Он отнимает руку. Эхо «да» вырвалось у меня из-за локтя, уха, из-за всей этой бессмысленной пытки. Но я уже извиняюсь, уже защищаюсь: я не солгала, не обвинила папу, я сказала только, что была тут, и это правда. Если Клоб больше ни о чем меня не спросит, я не приму ничьей стороны, никого не предам. О чудо! Клоб в самом деле ни о чем меня не спрашивает. Он смотрит на скалку, на сломанную метлу, на кочергу.

— Какая выставка оружия! — бормочет он. Наконец он берет в руки скалку и, проведя по ней пальцем, убеждается в том, что на ней нет и следа муки.

— Так ты говоришь, торт готовила? — спрашивает он маму.

— Нет, — не сразу отвечает мама, явно понимая, что может попасть в ловушку.

— Значит, — с любопытством продолжает Клоб, — прежде чем начать тебя бить, он отыскал метлу в стенном шкафу, кочергу — в плите и скалку для теста — в буфете… Скажи, какая методичность!

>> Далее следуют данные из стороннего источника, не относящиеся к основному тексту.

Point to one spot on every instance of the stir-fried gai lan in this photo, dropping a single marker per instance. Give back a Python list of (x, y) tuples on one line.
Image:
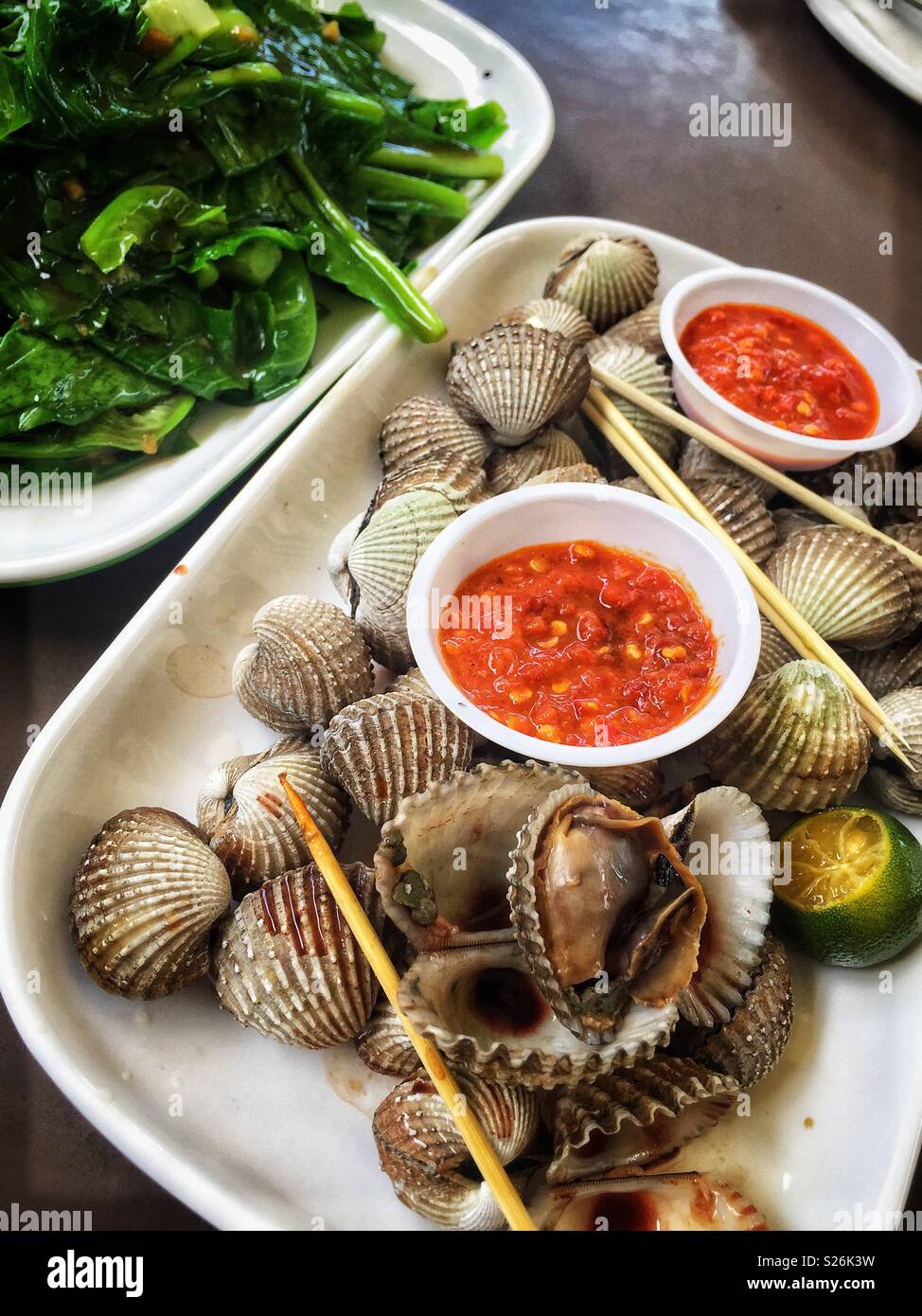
[(172, 176)]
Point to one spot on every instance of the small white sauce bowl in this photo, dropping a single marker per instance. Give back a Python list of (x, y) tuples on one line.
[(557, 513), (892, 370)]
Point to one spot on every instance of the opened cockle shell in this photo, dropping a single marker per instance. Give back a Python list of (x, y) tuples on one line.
[(307, 662), (775, 650), (257, 836), (641, 330), (510, 468), (904, 708), (700, 462), (144, 901), (723, 839), (794, 741), (742, 513), (389, 746), (604, 910), (384, 1046), (605, 277), (482, 1008), (661, 1203), (517, 380), (848, 586), (286, 962), (381, 563), (579, 474), (635, 366), (633, 1117), (425, 1157), (749, 1046), (885, 670), (637, 786), (442, 867), (553, 314), (426, 429)]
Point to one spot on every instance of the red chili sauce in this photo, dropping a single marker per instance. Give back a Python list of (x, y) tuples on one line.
[(579, 644), (783, 368)]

В котором, говоришь, часу это произошло?

— Около десяти, — затухающим голосом отвечает мама.

Клоб отступает на несколько шагов и, задрав бороду кверху, устремляет глаза в потолок.

— Хорошо, — говорит он, — свидетельство я тебе выдам, когда захочешь. В конце-то концов, мое дело — подсчитать удары и описать твою замечательную коллекцию гематом, кто бы ни был их автором. Остальное — дело Ламорна. Но все же, скажу тебе мимоходом, у мужа твоего удивительный дар всюду поспевать. С девяти до одиннадцати у нас было собрание в мэрии, где обсуждали программу дня святой Варвары. Право же, он сумел раздвоиться! Или, может, от волнения ты не разглядела и ошиблась…

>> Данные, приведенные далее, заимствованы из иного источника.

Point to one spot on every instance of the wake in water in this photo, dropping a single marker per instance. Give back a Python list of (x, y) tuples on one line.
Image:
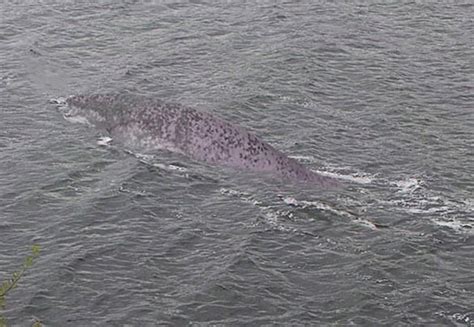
[(144, 124)]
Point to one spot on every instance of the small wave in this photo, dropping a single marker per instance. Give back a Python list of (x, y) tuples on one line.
[(327, 207), (342, 173), (455, 224), (104, 141), (408, 185)]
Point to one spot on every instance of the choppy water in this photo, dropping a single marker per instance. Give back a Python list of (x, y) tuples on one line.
[(379, 95)]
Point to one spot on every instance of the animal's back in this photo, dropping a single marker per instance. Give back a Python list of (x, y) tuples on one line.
[(153, 124)]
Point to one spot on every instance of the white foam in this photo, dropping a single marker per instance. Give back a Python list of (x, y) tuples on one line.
[(455, 224), (104, 141), (76, 119), (409, 185), (358, 178), (324, 206)]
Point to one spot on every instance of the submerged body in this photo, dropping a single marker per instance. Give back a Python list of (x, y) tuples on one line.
[(152, 124)]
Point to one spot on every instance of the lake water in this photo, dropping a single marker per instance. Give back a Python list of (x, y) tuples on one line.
[(379, 95)]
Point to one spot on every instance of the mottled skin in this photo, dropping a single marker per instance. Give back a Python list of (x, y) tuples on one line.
[(151, 124)]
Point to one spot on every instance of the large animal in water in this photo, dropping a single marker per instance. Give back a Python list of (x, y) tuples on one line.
[(149, 124)]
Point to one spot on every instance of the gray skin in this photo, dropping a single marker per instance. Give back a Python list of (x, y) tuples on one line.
[(150, 124)]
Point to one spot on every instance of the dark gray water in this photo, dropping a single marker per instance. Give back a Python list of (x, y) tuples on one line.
[(378, 95)]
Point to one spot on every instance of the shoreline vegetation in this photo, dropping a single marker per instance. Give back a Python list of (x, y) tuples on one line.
[(11, 283)]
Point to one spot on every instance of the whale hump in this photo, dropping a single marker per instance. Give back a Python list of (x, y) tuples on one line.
[(151, 124)]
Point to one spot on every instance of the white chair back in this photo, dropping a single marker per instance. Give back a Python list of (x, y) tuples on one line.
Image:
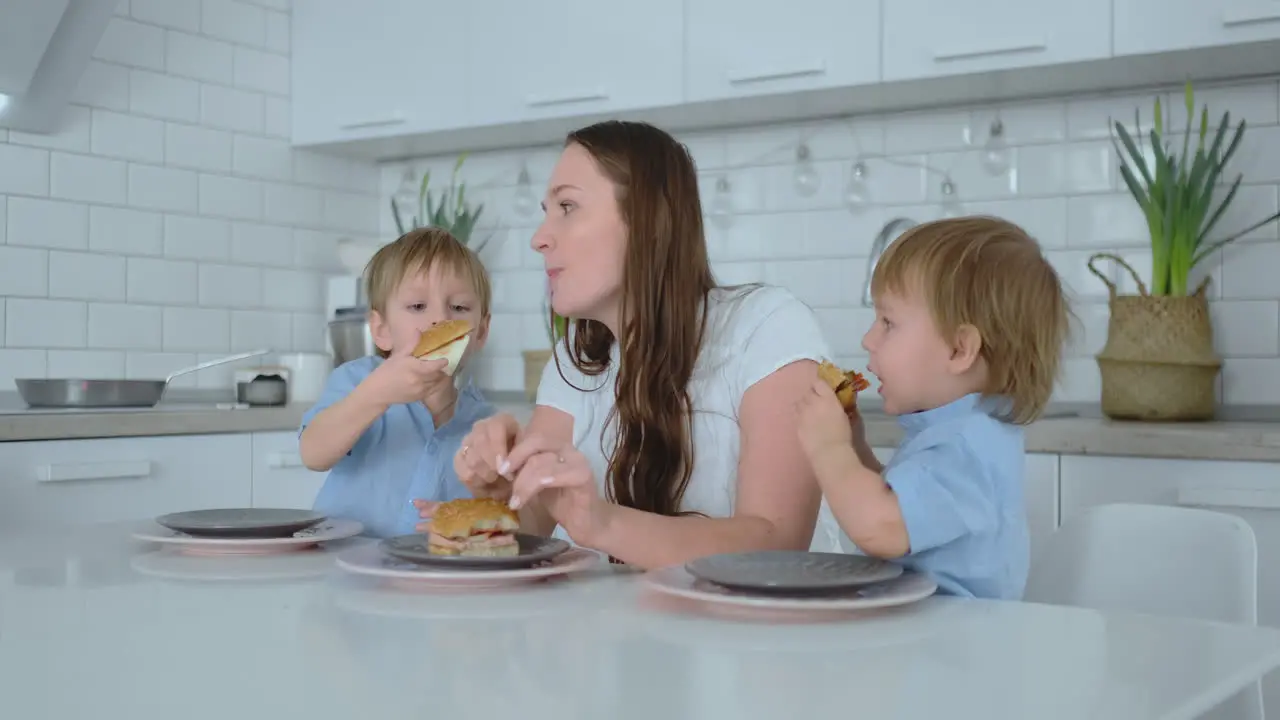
[(1159, 560)]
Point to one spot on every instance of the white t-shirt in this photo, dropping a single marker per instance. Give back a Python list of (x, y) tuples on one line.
[(750, 333)]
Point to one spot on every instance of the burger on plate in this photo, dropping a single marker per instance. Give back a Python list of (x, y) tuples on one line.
[(446, 340), (474, 528), (846, 383)]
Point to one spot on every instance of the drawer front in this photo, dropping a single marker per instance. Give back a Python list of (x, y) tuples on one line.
[(92, 481), (279, 477)]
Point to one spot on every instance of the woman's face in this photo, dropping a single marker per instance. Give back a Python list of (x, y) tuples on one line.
[(583, 240)]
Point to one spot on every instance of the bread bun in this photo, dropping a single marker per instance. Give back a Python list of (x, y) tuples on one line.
[(846, 384), (448, 340), (460, 519)]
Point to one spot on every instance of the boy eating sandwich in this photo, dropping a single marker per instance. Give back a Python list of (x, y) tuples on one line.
[(387, 425)]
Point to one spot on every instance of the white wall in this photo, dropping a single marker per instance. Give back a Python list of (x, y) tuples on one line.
[(1064, 187), (168, 220)]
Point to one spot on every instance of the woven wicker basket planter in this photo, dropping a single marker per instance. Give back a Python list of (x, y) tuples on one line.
[(1159, 360), (534, 363)]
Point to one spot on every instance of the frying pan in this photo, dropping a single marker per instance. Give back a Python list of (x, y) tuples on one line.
[(108, 393)]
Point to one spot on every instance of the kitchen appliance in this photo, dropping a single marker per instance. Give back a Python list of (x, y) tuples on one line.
[(263, 387), (309, 373), (72, 392)]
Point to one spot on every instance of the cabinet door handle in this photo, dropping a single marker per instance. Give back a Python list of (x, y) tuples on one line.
[(374, 123), (782, 73), (1246, 499), (539, 101), (970, 53), (71, 472), (1251, 13), (284, 460)]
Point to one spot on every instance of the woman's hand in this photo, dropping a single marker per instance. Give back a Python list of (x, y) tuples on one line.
[(481, 463), (563, 484)]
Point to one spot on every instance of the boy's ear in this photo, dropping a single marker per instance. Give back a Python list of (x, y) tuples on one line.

Вздох, еще один. Первый принадлежит ему — удовлетворенный. Второй — ей: душераздирающий. Лучше бы уж она закричала, но она молчит. Я представляю себе, как она кусает подушку, впивается ногтями в простыню. Клоб надевает пальто. Теперь вид у него озабоченный, он хватает меня за локоть и увлекает в коридор.

— Смотри за ней, детка, не оставляй одну, — шепчет он мне на ухо. — А отцу скажи, что она упала с лестницы, когда лезла в погреб.

Короткий кивок в знак согласия: я и сама собиралась так сказать.

— О-ля-ля! — шепотом произносит Клоб и, пройдя через дворик, очень громко добавляет — Если бы тебе вот-вот не исполнялось семнадцати лет, я прописал бы тебе рыбий жир — ну и вид у тебя!

Стоп. Я повисаю на руке Клоба. Красные шлепанцы с черными помпонами пересекли улицу. Жюльена проскальзывает между калиткой и машиной доктора.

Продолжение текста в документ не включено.